Their scenes are some of the most heartbreaking and heartwarming scenes I’ve seen on screen. Because they really do become actual best friends – the best friend either one has ever had. It’s beautiful, man. I love this movie, and I don’t think this bit in a blog post really does it justice. Go and see it for yourself.
1. 12 Years a Slave
If you’ve made it this far, you know I love an honest film. And this move is…well I don’t know if I can properly describe it. For me, it’s easily the best film of 2013. There is no competition. This film is truly brilliant. I cannot stress that enough. The cinematography was brilliant – they had one camera and 35 days to shoot and they produced something completely brilliant. The script – brilliant, and it’s going to win the Oscar. Michael Fassbender gives a brilliant performance, but all praises belong to Lupita Nyong’o and Chiwetel Eljiofor. Lupita Nyong’o was simply amazing in this film. She’s going to with the Oscar, and I am going to be very happy about it. She gave the superior performance in her category – easily one of the best of the year. And Chiwetel Eljiofor was absolutely incredible in his portrayal of Solomon Northrup. I connected with him as I got to see his family, his life, and as it was all taken from him in the course of one night. As he was dehumanized and broken each and every day – right alongside Nyong’o’s character, who was broken from the start. This film is the chief portrayal of American slavery. Everyone knew it was bad, that slaves were whipped, that they were not considered human.

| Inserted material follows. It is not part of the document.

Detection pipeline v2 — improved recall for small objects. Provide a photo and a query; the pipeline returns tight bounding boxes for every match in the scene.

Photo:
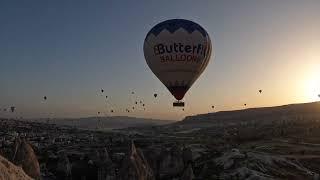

But they never tell us how bad, they never go into the extent of the pain of the actual slaves. So often in movies, the slaves become one massive, faceless character. They are slaves, they are suffering. This film offered an actual perspective into the inhumanity of the whole thing. They are human, and they are dying. This film is tough to watch – people were leaving the theater, even I had a it of an emotional collapse after watching this movie. Nothing has moved me quite so deeply, and I don’t think anything will again.
I’d like to leave you with a short scene from 12 Years: One of my favorite scenes in this movie brilliantly displays what I like to call the birth of soul music – as someone without hope allows himself, for the first time, to feel that hope, to consider that he may get out of this, that he may see his family again, that hope is the only thing that will keep him alive until his does. And it’s all on his face.